Gladys et Vova

Caron Emmanuelle

EDL

Il était deux fois

L'histoire des jumeaux Gladys et Vova, bien avant l'orphelinat, bien avant leur arrivée à Paris et bien avant leur rencontre avec Varvara, les Baldessari et Bao Van Bui, commence à la manière des contes, par un «Il était une fois» dans un pays lointain. Un pays d'hiver, scintillant des reflets du soleil sur la neige, et un pays de printemps, saisi sous le jaillissement émeraude des eaux du dégel.
Ils avaient d'abord été deux bambins à la peau lisse, à la touffe blonde couronnant un visage en triangle, aux lèvres et aux joues très rouges. Ils avaient porté du linge brodé, des petits chaussons à pompons blancs au bout de leurs pieds.
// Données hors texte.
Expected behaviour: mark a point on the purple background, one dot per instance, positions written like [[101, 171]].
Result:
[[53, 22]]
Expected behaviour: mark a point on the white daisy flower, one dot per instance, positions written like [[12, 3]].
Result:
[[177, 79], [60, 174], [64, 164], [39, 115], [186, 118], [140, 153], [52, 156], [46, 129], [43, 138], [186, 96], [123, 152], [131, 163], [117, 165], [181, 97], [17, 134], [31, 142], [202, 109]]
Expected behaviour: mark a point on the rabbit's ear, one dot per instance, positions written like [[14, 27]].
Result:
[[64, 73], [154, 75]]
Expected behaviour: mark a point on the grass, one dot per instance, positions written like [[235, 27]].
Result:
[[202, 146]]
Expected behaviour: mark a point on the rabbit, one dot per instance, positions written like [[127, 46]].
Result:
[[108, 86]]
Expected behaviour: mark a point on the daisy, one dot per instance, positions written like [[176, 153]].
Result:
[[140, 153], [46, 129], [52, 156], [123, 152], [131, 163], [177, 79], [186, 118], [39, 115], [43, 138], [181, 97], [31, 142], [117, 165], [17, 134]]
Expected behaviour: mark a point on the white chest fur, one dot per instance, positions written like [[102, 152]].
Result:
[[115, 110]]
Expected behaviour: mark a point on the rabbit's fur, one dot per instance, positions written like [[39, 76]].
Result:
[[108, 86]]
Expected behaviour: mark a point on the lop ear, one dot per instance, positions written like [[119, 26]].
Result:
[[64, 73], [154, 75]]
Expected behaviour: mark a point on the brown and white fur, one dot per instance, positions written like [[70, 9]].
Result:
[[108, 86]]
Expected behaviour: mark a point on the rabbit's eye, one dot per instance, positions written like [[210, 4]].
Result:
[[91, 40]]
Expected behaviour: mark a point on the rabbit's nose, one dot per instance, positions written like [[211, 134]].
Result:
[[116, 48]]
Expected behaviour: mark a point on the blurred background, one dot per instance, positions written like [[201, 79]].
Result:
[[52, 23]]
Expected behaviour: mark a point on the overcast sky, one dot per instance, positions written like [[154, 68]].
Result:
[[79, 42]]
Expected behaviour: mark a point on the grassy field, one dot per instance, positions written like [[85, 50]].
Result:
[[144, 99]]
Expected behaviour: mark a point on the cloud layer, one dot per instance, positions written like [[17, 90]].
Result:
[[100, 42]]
Ils avaient agité des hochets de bouleau souple dans leurs mains à peine écloses. Ils avaient bu le même lait, partagé la kacha douce et la prune sucrée. Et en mangeant et en buvant, ils avaient ouvert sur le monde de grands yeux bleus parsemés d'éclats violets. Tous deux vivaient alors chez une vieille femme qui n'était pas leur mère, mais leur grand-mère, dans une maison en bois cachée par des palissades. La mémé était bonne, elle les cajolait et leur souriait de son sourire édenté. Sur son châle, de belles grosses fleurs rouges fleurissaient, qui avaient l'air de sentir bon. C'était aussi simple que ça. Leur maman ne leur manquait pas. Ils connaissaient son nom, ils savaient qu'elle travaillait à la ville. D'elle ils gardaient à peine le souvenir d'un beau visage penché sur le berceau. Chaque semaine, une petite somme parvenait de Moscou, qui suffisait aux besoins de la grand-mère et à ceux des enfants.
Quand ils surent marcher, les jumeaux purent explorer la cour. Ils manifestaient leur joie à la vue du soleil, des nuages. Les fleurs du jardinet embaumaient. Le chat Atchoum leur servait de guide dans les entrelacs des branches des arbres. Tout était occasion d'éclats de rire, de galopades.
Installée sur son tabouret de bois, la babouchka offrait son museau ridé aux rayons qui perçaient les planches du muret de son jardin, et elle était heureuse. Vova et Gladys, eux, couraient après les poules, les chats et les autres enfants du quartier. Leurs petites pattes trottinaient sans relâche. C'était bon et doux. C'était sans fin.
Longtemps, les jumeaux ne se parlèrent qu'entre eux. Par longues voyelles ponctuées de claquements de langue. La salive dégoulinait sur leurs mentons. Ils s'appelaient l'un l'autre, avides de se montrer le monde et ses merveilles.
- Glaaaaliis! Doodaaa!
C'était leur cri de guerre et de ralliement. La mémé comprenait, elle connaissait leurs signes. Longtemps, les jumeaux ne se parlèrent qu'entre eux, et puis, un jour, ils parlèrent russe.